U.S. renters not only paid landlords $4.5 trillion during the 2010s, but $512 billion in 2019 alone. Zillow noted that $4.5 trillion is higher than the 2018 GDP of Germany ($4 trillion), and $512 billion is larger than the 2018 GDP of Thailand ($505 billion) and just less than Argentina’s ($518 billion).
Astounding sums of money, which corporate landlords use to buy superyachts, a second or third mansion, and private jets. The rest of us, in the meantime, are becoming more and more rent burdened — California has the most rent-burdened tenants in the country, according to the O.C. Register.
Unsurprisingly, numerous California cities showed up in Zillow’s top 35 list of U.S. metro areas where renters paid the most to landlords in 2019. New York City ranked number one, with $56.5 billion. Los Angeles was number two — renters shelled out $39.1 billion to landlords.

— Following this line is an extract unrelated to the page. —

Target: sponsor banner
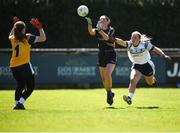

San Francisco was number three, with $16.4 billion. San Diego ($10.3 billion), Riverside ($7.4 billion), San Jose ($6.5 billion), and Sacramento ($4.8 billion) also appeared in the top 35. No other state had as many cities on Zillow’s list.
It’s all driven by corporate landlords’ insatiable appetite for bigger and bigger profits. Just read Housing Is A Human Right’s special report on billionaire Stephen Schwarzman, whose company spent millions to stop rent control ballot measures in California.
To stop the destructive greed of corporate landlords, we must regulate them – through rent control.
Academic heavyweights at USC, UCLA, and UC Berkeley found that rent control will stabilize the housing affordability crisis and prevent people from falling into homelessness. Zillow, in fact, found that in cities where people spend more than 32 percent of their take-home pay on rent, a spike in homelessness will follow. We can address that by passing rent control.
Rent control is one part of a multi-pronged strategy that policymakers, especially progressive politicians, must carry out to address the housing affordability and homelessness crises. It’s called the “3 Ps”: protect tenants through rent control and other protections; preserve existing affordable housing, not demolish it to make way for luxury housing; and produce more affordable and homeless housing.
The 3 Ps work, helping the people who are getting hit hardest by the housing affordability crisis — the poor and middle and working class — first and foremost.